Making Waves in Predicting Aortic Aneurysms and Postpartum Complications
Pitt bioengineer Rama Mukkamala will study arterial waveforms as a predictive measure of aortic aneurysm size and fluid overload status in postpartum women
A ruptured abdominal aortic aneurysm is the 15th leading cause of death in the United States and has stolen the lives of everyday people and luminaries alike, such as Albert Einstein and George C. Scott. This unpredictable condition causes our body’s largest vessel to dilate, often unnoticed until it is too late. Once ruptured, the mortality rate is roughly 80 percent.
The University of Pittsburgh’s Ramakrishna Mukkamala will use his lab’s expertise in cardiovascular health technology to advance a convenient monitoring device that can predict aortic aneurysm (AA) growth and the risk of rupture, using devices as common as a smartphone camera or smart scale. The project recently received a $410,344 award from the National Institutes of Health.
“This condition is typically detected by chance,” said Mukkamala, professor of bioengineering at Pitt’s Swanson School of Engineering and professor of anesthesiology and perioperative medicine at Pitt’s School of Medicine. “Despite the risks associated with rupture, ultrasound scans are hardly used to screen for aortic aneurysms because they are too inconvenient. Our proposed device could create a bridge to ultrasound scans by providing a convenient and cost-effective way to indicate aneurysm size.”
Our proposed device could create a bridge to ultrasound scans by providing a convenient and cost-effective way to indicate aneurysm size.

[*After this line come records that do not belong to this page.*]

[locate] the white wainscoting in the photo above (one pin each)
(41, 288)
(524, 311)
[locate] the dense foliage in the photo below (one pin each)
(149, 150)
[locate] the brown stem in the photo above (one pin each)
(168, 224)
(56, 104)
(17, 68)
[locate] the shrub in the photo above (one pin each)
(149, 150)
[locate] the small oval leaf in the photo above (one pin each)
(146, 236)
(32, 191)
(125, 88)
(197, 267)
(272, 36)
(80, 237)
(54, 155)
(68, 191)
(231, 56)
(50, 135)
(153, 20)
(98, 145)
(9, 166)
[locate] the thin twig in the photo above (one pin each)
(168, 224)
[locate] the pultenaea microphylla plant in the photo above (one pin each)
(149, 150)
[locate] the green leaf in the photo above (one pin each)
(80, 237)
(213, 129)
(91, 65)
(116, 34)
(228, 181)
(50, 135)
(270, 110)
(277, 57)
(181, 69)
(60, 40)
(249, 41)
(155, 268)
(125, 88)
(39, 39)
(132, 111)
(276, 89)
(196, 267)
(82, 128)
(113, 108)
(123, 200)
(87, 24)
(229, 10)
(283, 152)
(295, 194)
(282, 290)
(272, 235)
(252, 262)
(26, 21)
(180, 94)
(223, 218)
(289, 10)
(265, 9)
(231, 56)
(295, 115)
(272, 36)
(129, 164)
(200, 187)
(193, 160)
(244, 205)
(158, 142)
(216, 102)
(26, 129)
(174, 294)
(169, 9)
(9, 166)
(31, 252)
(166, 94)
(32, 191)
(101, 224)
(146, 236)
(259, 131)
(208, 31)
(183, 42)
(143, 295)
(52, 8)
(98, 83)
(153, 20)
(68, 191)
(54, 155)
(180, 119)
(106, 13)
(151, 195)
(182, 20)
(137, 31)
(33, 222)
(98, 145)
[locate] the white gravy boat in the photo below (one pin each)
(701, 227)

In this project, Mukkamala’s team will study arterial waveforms to determine if they can be used as a non-imaging solution for AA screening. These measurements are easy to obtain because they can be recorded by placing a smartphone’s camera on the neck or stepping onto a smart scale.
“We have already established that there is a connection between waveform measurements and aneurysm size,” Mukkamala said. “We will use a collection of patient data to develop methods that can predict aneurysm size from these waveforms as accurately as possible.”

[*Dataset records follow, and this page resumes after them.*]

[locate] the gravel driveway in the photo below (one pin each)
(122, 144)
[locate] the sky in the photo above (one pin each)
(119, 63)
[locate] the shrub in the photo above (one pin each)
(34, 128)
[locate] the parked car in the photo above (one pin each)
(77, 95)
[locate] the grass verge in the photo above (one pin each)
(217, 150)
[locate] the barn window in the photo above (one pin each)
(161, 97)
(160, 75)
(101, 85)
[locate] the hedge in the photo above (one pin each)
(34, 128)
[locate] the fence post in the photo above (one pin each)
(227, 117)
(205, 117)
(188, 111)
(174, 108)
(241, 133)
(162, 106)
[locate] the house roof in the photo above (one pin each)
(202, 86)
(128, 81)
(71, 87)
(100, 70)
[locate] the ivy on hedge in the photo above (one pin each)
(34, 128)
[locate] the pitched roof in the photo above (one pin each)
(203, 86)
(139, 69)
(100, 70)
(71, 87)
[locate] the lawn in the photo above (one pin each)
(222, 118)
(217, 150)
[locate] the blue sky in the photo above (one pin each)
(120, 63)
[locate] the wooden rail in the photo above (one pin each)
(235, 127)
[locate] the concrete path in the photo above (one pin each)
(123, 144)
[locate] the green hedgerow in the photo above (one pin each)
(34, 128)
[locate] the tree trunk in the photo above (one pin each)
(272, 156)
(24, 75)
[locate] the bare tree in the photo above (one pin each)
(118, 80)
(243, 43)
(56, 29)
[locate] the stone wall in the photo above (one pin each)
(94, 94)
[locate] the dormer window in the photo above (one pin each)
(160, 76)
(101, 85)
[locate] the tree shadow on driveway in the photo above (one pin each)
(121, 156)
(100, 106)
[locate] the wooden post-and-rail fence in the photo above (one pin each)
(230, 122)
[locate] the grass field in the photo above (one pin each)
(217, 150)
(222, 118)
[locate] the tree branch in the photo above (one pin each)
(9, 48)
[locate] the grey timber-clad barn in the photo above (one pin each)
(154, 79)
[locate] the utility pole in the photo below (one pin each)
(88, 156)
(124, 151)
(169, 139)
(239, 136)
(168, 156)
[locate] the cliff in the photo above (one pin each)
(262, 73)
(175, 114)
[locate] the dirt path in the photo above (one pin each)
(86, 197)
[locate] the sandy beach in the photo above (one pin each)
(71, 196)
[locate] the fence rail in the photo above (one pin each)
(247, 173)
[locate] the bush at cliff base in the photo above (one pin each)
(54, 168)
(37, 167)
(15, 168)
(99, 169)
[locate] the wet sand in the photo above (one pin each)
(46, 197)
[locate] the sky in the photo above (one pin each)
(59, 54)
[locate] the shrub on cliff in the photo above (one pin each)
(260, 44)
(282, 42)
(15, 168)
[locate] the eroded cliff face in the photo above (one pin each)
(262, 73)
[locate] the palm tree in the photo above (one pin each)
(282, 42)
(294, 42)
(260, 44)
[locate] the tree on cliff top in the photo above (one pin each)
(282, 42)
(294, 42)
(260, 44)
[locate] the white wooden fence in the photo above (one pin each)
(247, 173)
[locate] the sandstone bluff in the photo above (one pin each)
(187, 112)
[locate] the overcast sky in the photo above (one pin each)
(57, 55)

If successful, the lab will develop a point-of-care device for AA screening and surveillance. This simple tool could be better than a physical exam and used in a routine doctor appointment to indicate if a more accurate ultrasound should be ordered.
“Ultimately, this simple step could be of value to patients unaware of a ticking time bomb in their chest,” Mukkamala added. “As the general population ages, this type of work becomes increasingly more relevant.”

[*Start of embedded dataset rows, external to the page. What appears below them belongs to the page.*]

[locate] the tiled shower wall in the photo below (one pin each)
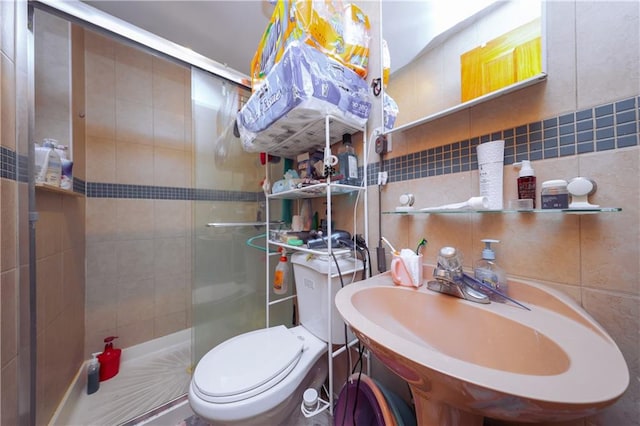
(138, 124)
(14, 272)
(583, 121)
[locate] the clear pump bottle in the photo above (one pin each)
(348, 162)
(281, 276)
(487, 270)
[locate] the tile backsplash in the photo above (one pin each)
(601, 128)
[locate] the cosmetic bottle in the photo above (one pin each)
(487, 270)
(526, 181)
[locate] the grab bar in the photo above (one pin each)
(232, 224)
(250, 243)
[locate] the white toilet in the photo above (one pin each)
(259, 377)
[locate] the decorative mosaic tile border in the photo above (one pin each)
(602, 128)
(114, 190)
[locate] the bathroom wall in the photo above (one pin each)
(60, 230)
(583, 121)
(14, 243)
(138, 224)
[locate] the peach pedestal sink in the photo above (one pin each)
(465, 360)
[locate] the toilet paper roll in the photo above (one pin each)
(490, 167)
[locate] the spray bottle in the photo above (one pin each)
(93, 374)
(281, 276)
(488, 271)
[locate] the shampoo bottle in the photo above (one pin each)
(526, 181)
(348, 162)
(93, 374)
(487, 270)
(281, 276)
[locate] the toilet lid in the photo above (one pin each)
(247, 365)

Ultimately, this simple step could be of value to patients unaware of a ticking time bomb in their chest.
Predicting Complications Postpartum
Another relevant cardiac health trend is the United States’ growing maternal mortality rate -- the worst among industrialized countries. The majority of maternal deaths occur postpartum and result from hypertensive disorders like preeclampsia and gestational hypertension.
“A subset of women with high blood pressure in pregnancy develop fluid overload and heart failure symptoms postpartum, which can lead to an increased risk of hospital readmission and significant complications after delivery,” explained Alisse Hauspurg, assistant professor of obstetrics, gynecology, and reproductive sciences at Pitt’s School of Medicine.
Mukkamala is a co-investigator on an NIH Trailblazer award led by Hauspurg that also uses arterial waveforms to predict fluid buildup in patients with preeclampsia. Pitt’s Sanjeev Shroff, distinguished professor and Gerald E. McGinnis Chair of bioengineering; and Aman Mahajan, Peter and Eva Safar Professor and chair of anesthesiology and perioperative medicine and professor of bioengineering, will also collaborate on the project.
“Home blood pressure monitors improve manageability of hypertension,” Mukkamala said, “but they do not reduce the incidence of postpartum hospital readmission related to fluid overload.”
Mukkamala and Hauspurg will develop a smartphone-based device for convenient monitoring of postpartum fluid overload. Such a device could indicate which patients should receive more aggressive treatment prior to discharge and may potentially save the life of a new mother.
The aortic aneurysm R21 also includes Jin-Oh Hahn (Co-I), associate professor of mechanical engineering at the University of Maryland; Hao-min Cheng, professor at the National Yang Ming Chiao Tung University; and Rabih Chaer, professor of surgery at Pitt. Hyagriv Simhan, professor of obstetrics, gynecology, and reproductive sciences at Pitt, will collaborate on the Trailblazer award.